Vieles spricht dafür, dass sich diese Wanderungsbewegungen in dem Maß fortsetzen werden, wie die extrem niedrigen Löhne in den klassischen osteuropäischen Ländern mit Autofertigung steigen. Opel prüft aktuell die Fertigung des Kleinwagens Corsa in Minsk in Weißrussland. Dafür sollen zunächst Montagebausätze aus den GM-Werken in Saragossa (Spanien) und Eisenach nach Weißrussland geliefert werden. Aber auch der Kapitalwanderweg zurück in den Süden ist vorstellbar: So sank als Folge der Troika-Politik in Portugal und Spanien das Lohnniveau drastisch, während zugleich die Arbeitsintensivierung stieg und die Arbeit sich verlängerte, sodass Autokonzerne wie VW eine Neubewertung ihres Engagements auf de iberischen Halbinsel prüfen.
1. Es gibt auch innerhalb der USA eine relevante Wanderung der Autoindustrie aus dem Norden in den Süden – mit massiver Beteiligung deutscher Konzerne. Daimler baute Mitte der 1990er Jahre in Tuscaloosa im Bundessstaat Alabama ein Autowerk. BMW folgte kurz darauf mit einem Werk in Spartanburg im US-Bundesstaat South Carolina. Ein Jahrzehnt später zog VW ein neues Werk in Chattanooga im US-Bundesstaat Tennessee, hoch. Die Werke der drei deutschen Hersteller liegen relativ nah beieinander – allesamt im sogenannten Bibel-Gürtel der USA.
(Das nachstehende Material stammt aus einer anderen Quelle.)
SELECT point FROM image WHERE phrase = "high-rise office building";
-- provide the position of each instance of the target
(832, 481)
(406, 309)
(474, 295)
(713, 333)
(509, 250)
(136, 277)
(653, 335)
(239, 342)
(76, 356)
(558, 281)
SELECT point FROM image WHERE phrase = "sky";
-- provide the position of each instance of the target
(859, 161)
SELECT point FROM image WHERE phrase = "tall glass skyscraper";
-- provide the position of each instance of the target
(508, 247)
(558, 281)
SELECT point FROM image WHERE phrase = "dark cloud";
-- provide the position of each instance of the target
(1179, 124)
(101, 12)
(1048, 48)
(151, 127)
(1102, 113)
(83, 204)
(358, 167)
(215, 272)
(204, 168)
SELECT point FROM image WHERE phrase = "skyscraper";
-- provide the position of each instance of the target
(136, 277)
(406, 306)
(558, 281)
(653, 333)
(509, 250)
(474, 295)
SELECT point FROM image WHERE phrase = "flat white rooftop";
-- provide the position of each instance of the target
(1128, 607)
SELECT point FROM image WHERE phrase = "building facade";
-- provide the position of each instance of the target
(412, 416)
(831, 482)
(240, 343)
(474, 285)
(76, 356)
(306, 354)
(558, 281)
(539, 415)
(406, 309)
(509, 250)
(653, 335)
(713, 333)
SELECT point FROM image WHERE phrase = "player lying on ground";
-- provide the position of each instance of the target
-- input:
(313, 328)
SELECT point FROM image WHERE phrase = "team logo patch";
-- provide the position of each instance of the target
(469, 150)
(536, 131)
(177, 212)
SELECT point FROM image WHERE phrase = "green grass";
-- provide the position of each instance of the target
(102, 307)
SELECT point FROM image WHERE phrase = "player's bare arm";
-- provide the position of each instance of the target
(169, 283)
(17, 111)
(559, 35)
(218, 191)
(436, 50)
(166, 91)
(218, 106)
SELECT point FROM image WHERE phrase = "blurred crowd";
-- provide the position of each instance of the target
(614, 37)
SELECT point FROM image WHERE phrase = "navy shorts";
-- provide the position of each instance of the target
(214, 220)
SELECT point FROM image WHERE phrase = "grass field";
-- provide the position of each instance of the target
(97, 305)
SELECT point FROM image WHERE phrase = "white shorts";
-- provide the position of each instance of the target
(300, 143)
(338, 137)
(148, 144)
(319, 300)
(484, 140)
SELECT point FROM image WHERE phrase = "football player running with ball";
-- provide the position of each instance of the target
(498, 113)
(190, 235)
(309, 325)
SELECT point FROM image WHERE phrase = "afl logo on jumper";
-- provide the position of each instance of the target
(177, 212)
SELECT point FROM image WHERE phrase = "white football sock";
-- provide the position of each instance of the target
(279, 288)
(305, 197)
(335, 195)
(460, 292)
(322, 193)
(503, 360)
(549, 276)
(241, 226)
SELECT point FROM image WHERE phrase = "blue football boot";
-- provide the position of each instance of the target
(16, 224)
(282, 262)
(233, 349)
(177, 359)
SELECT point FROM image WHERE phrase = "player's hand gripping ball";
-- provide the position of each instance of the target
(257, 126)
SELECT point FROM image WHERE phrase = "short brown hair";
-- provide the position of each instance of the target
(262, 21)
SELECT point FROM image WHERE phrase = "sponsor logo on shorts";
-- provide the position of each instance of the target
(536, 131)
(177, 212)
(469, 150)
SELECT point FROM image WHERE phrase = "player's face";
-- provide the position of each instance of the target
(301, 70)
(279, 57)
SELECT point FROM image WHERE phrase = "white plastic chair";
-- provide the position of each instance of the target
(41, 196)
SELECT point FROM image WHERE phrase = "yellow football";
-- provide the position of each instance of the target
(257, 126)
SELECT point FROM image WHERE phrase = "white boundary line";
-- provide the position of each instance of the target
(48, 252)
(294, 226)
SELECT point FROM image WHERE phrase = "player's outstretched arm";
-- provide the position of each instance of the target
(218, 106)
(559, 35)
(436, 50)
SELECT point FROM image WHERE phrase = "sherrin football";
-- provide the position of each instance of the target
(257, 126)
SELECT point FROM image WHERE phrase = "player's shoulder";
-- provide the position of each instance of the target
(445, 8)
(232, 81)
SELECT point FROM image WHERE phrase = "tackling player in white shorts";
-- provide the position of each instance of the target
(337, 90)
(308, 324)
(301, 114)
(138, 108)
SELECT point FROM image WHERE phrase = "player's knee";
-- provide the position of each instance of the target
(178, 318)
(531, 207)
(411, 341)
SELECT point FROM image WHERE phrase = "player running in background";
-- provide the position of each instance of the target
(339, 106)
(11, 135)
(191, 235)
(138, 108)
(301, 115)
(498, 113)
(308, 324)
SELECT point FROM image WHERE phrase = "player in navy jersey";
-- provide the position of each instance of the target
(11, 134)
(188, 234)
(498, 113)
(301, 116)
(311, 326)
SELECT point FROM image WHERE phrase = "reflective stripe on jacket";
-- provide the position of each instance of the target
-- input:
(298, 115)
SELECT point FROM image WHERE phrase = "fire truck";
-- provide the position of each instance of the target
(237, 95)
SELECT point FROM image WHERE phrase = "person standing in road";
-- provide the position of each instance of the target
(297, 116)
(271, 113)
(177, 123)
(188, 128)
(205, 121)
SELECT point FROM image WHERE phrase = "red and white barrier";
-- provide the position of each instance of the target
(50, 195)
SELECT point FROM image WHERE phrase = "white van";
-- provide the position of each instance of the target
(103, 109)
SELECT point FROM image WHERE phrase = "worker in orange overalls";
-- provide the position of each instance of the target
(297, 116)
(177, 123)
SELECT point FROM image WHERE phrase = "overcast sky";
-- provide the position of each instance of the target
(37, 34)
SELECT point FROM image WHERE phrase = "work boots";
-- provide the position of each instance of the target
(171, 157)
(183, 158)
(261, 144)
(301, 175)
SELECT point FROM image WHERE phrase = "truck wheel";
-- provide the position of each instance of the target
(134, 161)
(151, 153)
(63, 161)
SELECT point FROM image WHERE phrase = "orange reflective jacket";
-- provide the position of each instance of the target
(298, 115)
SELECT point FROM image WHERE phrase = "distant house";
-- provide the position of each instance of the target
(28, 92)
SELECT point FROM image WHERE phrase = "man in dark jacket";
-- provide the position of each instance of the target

2. Es ist oft nicht ganz einfach, das jeweilige Gewicht der Autofertigung im entsprechenden Land richtig einzuschätzen. Denn der Output nach Kfz und Pkw ist nicht immer allein entscheidend. Das verdeutlicht ein Vergleich zwischen der Slowakei und Tschechien. So wurden beispielsweise 2008 in der tschechischen Autobranche 12 Milliarden Euro umgesetzt, in der slowakischen waren es 8,7 Milliarden Euro; letzteres entsprach 72 Prozent des Niveaus im größeren Nachbarland. In der Herstellerstatistik werden allerdings für Tschechien im selben Jahr 939.000 gefertigte Kfz genannt, für die Slowakei nur 571000, was 61 Prozent entspricht. Die Differenz rührt vor allem daher, dass in der slowakischen Republik eine starke Motorenfertigung entstand, die jedoch überwiegend als Zulieferer für Werke in anderen Ländern fungiert und sich nicht im Endprodukt Kfz niederschlägt.